# The Blues Brothers



## NorthernLights (Mar 2, 2012)

I feel like I need to write about my two lovely blue boys, Odysseus and Sir Galahad. The live side by side, Odysseus in his 3 gallon cylinder and Sir Galahad in his Medium Petco Keeper (1.75 gallon). I *think* they can see each other but they never seem to interact, so maybe they can't. They are both very non-aggresive fish -- they like to pose but never seem to really flare. I have a feeling they'd be a one of those very unusual male pairings that could live together safely, but I don't think I could ever be willing to risk that. I'd like them to be friends, and when they get their upgrade tanks (5 gallon types), I hope they'll be happy side by side and able to play with each other through the glass.

They really are different in terms of taste. Odysseus will eat his OO or NLS like a champ, but wasn't very fond of OO flakes. Galahad doesn't want to each much yet, but the flakes seem to be the best of the bunch. Odysseus hates blue objects (especially dark blue) and did not like the blue petco plant I put in his tank on and off. Galahad has a sky blue plant in his tank and seems unruffled by it.
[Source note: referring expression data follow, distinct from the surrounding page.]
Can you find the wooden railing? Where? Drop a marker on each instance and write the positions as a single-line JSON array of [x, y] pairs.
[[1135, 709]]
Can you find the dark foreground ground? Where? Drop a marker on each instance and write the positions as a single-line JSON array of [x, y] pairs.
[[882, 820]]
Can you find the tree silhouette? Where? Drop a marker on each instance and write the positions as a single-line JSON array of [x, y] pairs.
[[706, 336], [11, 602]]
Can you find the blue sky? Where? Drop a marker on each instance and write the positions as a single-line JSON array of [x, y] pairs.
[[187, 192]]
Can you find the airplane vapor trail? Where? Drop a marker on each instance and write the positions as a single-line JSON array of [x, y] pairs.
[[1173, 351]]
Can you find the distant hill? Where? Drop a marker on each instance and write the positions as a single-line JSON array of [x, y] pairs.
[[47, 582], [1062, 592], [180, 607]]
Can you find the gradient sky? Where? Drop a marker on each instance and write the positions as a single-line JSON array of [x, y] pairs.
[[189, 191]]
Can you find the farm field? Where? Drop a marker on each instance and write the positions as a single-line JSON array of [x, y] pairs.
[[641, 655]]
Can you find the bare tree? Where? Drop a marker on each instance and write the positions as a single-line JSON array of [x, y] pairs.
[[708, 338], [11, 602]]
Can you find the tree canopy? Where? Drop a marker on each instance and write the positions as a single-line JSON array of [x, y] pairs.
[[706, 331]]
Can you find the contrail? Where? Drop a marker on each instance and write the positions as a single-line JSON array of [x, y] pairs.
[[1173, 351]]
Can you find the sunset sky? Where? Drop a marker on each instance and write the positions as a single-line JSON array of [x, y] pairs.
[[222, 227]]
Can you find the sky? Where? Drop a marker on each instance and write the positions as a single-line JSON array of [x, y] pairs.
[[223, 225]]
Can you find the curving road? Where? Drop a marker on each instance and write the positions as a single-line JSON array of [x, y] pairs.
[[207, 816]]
Neither of them seem interested in caves, although Galahad seemed to like moving his around his tank. He ignored the ping-pong ball completely, however. Maybe I should try one with Odysseus.


----------



## BettaLover1313 (Apr 15, 2013)

Your boys sound really cute!


----------



## NorthernLights (Mar 2, 2012)

So I made my weekly pilgrimage to the local Petco and got floating mirrors for both of my boys. While I was there, a young woman and her grandmother were nosing around the bettas. She already has one, and decided to impulse-buy another. No heater, lousy food, etc. I could not convince her that anything different would matter because she's had others that all lived for about 5 years like that. Ugh.

Odysseus likes his ping-pong ball. Galahad will now eat small amounts of Omega One Betta Buffet Flakes. So that is good, I guess.


----------